Call it what you will -- a shocking upset or cosmic justice -- Big Brown's defeat in the Belmont came down to one factor: the horse was not ready to run a mile and a half. Compromised by several days of missed training due to a quarter-crack in his left front hoof, the Derby and Preakness champion came up empty in the biggest race of his young life, finishing last after jockey Kent Desormeaux pulled him up on the turn for home, and thus depriving thoroughbred racing of a Triple Crown winner for the 30th consecutive year. Big Brown never looked comfortable and seemed off-stride at nearly every call on Saturday. And he didn't make it much further than a mile around Belmont's sweeping oval on Saturday afternoon before he ran out of gas. He had lost the race well before Desormeaux eased off the throttle, beaten badly by 39-1 winner Da'Tara.
And so while it was certainly the most shocking of the recent string of Triple Crown near-misses, it should hardly have been surprising. Thoroughbreds are notoriously high strung and hinky, and even dudes who seem as cool as Big Brown can be thrown off by even the smallest changes to their routine. In addition, trainers take it as gospel that their chargers must be wound tightly to run their best races. So while it is a goal to keep a horse as fresh as possible during the Crown's five-week ordeal, there's also a certain edge that must be maintained. And Big Brown had clearly lost it -- after the race, neither Dutrow nor the track veterinarian could find anything physically wrong with the horse. "Going into the second turn, Kent was all out of horse," said Dallas Stewart, who trained Macho Again to a fifth-place finish.
Perhaps that's why some of the trainers who beat him took such satisfaction in denying the boasting Dutrow of Triple Crown glory. It became clear after the race that by popping off so loudly and frequently, he had violated an unwritten rule of the shedrow. David Carroll, the trainer of runner-up Denis of Cork, did not mince words. Asked if he was sorry that another Triple Crown had been denied, he replied, "Not one little bit. There's a right way and a wrong way to do this. He said my horse was [in effect] a P-O-S. A piece of sh--. It bothered me, yeah. My horse is a good horse. It rubbed me the wrong way."

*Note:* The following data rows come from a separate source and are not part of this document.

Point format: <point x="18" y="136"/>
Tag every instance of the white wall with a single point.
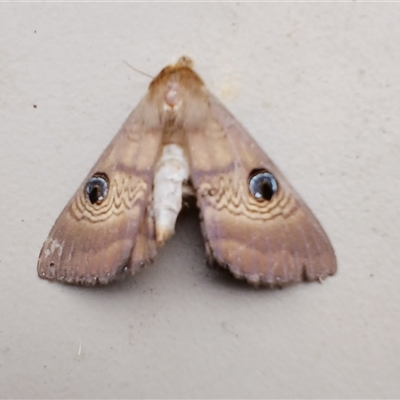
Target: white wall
<point x="318" y="86"/>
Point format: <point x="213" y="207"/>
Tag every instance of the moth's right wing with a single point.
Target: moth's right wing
<point x="107" y="227"/>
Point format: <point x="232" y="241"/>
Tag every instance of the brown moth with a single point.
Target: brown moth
<point x="180" y="139"/>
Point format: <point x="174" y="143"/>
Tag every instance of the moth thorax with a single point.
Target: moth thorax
<point x="172" y="170"/>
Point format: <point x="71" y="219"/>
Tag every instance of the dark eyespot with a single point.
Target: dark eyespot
<point x="262" y="185"/>
<point x="97" y="188"/>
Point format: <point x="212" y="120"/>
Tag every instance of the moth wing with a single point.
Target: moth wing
<point x="265" y="242"/>
<point x="92" y="243"/>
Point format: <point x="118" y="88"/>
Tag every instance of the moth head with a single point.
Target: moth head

In the wake of his ignominious defeat, it's hard to know just what the immediate future holds for Big Brown. After he was syndicated for an amount around $50 million on Preakness day, conventional wisdom held that the Belmont would be his last race, win or lose. Dutrow and the rest of the colt's connections asserted last week that they planned to run their star in both the Travers (in August) and the Breeders' Cup Classic (in November). Dutrow was noncommittal after the race, saying he wanted to evaluate his horse's condition before making any decisions. We'll just have to wait and see.
As for racing itself, the sport toddles off into the future without a Triple Crown winner, a state to which the game is by now well accustomed. But there is no denying the impact of this year's series. In many ways, the sport is extremely healthy, producing revenue on par with the NBA (and in excess of the NHL) and drawing massive crowds to its marquee events (Saturday's attendance was 94,476). But several major issues came to the fore this year, including the widespread use of both painkillers and performance-enhancing drugs, as well as the gradual decline of the thoroughbred breed through in-breeding. Triple Crown or no, such problems are going to challenge racing for years to come.